Reprimindo a emoção, Alistair mostrou-se estranhamente agitado.

— Hoje me sinto mais perto de você — prosseguiu ela. — Mas não o suficiente. Daí a vontade de me desnudar e me oferecer a você.

— Não pense que quero menosprezá-la, de modo algum.

— Não vou pensar nada. Não mais.

A cautela dele era significativa. Se quisesse fazer sexo, não se preocuparia com desculpas ou empecilhos, nem com o tipo de explicação que ela poderia dar a fim de esquivar-se. Na verdade, era ele quem fugia da tentação, fazendo-a sentir-se ridícula com o oferecimento.

— Não estou preparado para uma pausa no meio do dia. As horas vão passar e sua ausência será percebida. Sua criada e meu valete acabarão sabendo da nossa transgressão. Talvez outros também comentem.

Jess pesou bem aquelas considerações.

— Está procurando me convencer a desistir. Alguma coisa mudou entre nós?

Ela sabia que não era o caso. Não com o olhar sensual que ele lhe dirigia, mas o que se passava na mente de Alistair era um mistério.

— Eu nem me lembro de ter de me controlar — disse ele de forma rude. — Mas você precisa pensar em quem você é, onde está, e em quem eu sou. Considere o jantar no salão: uma vez saciada sexualmente, os outros nos olharão como se fôssemos assassinos.

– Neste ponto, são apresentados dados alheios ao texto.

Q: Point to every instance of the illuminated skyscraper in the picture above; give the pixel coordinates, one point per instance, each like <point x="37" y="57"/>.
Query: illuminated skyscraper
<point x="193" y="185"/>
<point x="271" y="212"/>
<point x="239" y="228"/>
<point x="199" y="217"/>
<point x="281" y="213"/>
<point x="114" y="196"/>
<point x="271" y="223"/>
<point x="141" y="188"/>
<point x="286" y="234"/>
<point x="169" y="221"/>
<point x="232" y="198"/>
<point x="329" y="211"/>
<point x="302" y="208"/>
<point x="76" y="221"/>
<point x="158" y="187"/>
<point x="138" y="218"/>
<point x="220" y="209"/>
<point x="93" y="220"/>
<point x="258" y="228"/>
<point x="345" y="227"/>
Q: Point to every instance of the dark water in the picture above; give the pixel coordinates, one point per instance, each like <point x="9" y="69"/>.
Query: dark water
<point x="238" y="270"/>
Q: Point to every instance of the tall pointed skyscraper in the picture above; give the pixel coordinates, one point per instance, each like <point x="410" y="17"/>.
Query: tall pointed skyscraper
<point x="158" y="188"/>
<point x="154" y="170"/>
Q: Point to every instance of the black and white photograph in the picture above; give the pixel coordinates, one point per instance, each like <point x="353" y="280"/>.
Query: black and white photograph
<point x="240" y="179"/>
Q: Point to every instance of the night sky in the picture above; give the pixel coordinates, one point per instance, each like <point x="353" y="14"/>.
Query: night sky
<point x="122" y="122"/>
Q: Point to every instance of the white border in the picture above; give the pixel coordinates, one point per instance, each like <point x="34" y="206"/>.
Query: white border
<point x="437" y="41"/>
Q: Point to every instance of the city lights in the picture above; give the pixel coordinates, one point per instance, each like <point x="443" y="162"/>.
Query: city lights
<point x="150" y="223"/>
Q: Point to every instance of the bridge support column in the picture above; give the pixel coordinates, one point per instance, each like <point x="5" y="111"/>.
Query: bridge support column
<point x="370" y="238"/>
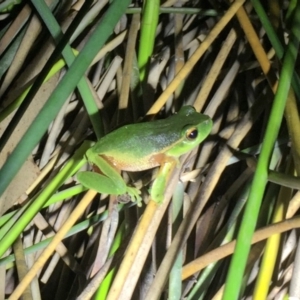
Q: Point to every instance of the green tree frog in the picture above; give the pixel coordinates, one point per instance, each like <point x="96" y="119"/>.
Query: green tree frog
<point x="143" y="146"/>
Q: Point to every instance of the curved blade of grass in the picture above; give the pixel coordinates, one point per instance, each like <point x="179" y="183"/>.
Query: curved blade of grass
<point x="148" y="29"/>
<point x="73" y="165"/>
<point x="238" y="262"/>
<point x="69" y="57"/>
<point x="62" y="91"/>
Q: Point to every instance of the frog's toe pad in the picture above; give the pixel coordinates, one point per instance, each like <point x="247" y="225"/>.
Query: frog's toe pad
<point x="135" y="195"/>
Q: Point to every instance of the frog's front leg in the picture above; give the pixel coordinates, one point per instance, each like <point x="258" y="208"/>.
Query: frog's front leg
<point x="159" y="185"/>
<point x="111" y="182"/>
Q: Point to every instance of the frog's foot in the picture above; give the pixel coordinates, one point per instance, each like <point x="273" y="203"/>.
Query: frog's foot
<point x="134" y="193"/>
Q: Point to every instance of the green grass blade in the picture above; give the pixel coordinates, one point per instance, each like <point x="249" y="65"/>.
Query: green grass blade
<point x="62" y="91"/>
<point x="239" y="260"/>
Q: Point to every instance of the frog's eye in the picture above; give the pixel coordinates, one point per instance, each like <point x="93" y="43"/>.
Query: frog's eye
<point x="191" y="134"/>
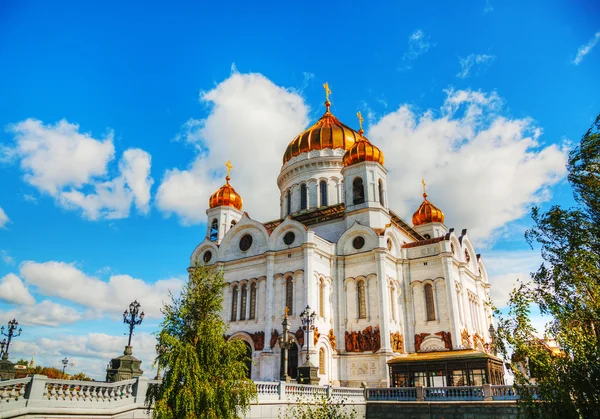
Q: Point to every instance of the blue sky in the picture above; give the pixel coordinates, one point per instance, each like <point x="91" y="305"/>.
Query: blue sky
<point x="482" y="99"/>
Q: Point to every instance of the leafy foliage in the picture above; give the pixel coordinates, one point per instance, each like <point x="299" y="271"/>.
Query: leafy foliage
<point x="204" y="375"/>
<point x="567" y="289"/>
<point x="319" y="408"/>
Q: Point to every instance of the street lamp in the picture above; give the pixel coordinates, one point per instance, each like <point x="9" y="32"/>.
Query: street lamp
<point x="132" y="318"/>
<point x="12" y="326"/>
<point x="286" y="340"/>
<point x="308" y="323"/>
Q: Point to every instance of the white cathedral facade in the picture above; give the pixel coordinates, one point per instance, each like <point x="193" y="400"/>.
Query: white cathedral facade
<point x="381" y="289"/>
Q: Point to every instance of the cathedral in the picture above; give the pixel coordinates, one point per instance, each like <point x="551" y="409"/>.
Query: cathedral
<point x="396" y="304"/>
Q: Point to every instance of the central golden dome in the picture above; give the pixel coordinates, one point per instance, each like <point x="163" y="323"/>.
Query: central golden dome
<point x="327" y="132"/>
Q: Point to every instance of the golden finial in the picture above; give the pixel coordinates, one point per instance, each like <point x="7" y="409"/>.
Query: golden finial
<point x="229" y="167"/>
<point x="327" y="93"/>
<point x="360" y="121"/>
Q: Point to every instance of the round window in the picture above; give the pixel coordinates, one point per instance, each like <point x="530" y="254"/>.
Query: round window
<point x="245" y="242"/>
<point x="358" y="242"/>
<point x="289" y="238"/>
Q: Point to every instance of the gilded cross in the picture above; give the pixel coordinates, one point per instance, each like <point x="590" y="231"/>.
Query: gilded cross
<point x="360" y="119"/>
<point x="327" y="91"/>
<point x="229" y="167"/>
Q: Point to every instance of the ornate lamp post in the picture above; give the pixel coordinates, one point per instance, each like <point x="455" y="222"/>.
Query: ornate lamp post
<point x="127" y="366"/>
<point x="131" y="318"/>
<point x="12" y="326"/>
<point x="286" y="340"/>
<point x="308" y="373"/>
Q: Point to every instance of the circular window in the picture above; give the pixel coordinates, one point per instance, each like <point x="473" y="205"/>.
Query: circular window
<point x="289" y="238"/>
<point x="358" y="242"/>
<point x="245" y="242"/>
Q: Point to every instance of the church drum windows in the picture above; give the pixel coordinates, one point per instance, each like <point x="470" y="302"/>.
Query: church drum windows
<point x="303" y="197"/>
<point x="429" y="304"/>
<point x="234" y="303"/>
<point x="362" y="300"/>
<point x="289" y="294"/>
<point x="323" y="193"/>
<point x="214" y="230"/>
<point x="358" y="191"/>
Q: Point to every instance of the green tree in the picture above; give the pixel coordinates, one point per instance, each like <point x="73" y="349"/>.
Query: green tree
<point x="204" y="375"/>
<point x="567" y="289"/>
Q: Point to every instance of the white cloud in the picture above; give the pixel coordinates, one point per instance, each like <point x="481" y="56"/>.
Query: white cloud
<point x="63" y="280"/>
<point x="59" y="160"/>
<point x="3" y="218"/>
<point x="251" y="121"/>
<point x="55" y="156"/>
<point x="13" y="290"/>
<point x="418" y="44"/>
<point x="474" y="61"/>
<point x="483" y="169"/>
<point x="46" y="313"/>
<point x="586" y="48"/>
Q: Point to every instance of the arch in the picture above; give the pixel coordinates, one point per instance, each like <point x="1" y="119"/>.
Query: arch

Ele falava como um empresário, não como um amante. Deveria aguardar outro momento, outra oportunidade. Ou isso estava se tornando impossível? A crueza de Caulfield a afetou, provocando-lhe uma tensão acalorada que nunca havia experimentado. Viu Alistair na condição de um amante selvagem, capaz até de feri-la com seu jeito másculo, fazendo mais de tudo que ela desejasse.

E ele de fato a desejava. Naquele exato instante. A confiança dela nos próprios encantos femininos o estimulou até um ponto em que não havia volta.

Alistair venceu a distância que os separava.

— Espero que entenda o que está fazendo — disse ele, sentando-se na cama e dando início às preliminares. — Mal posso aguardar até que esteja pronta, nua e em chamas.

— Também não aguento mais esperar — Jess apressou-se em tirar toda a roupa. — Fique bem quieto, sr. Caulfield, enquanto eu o possuo.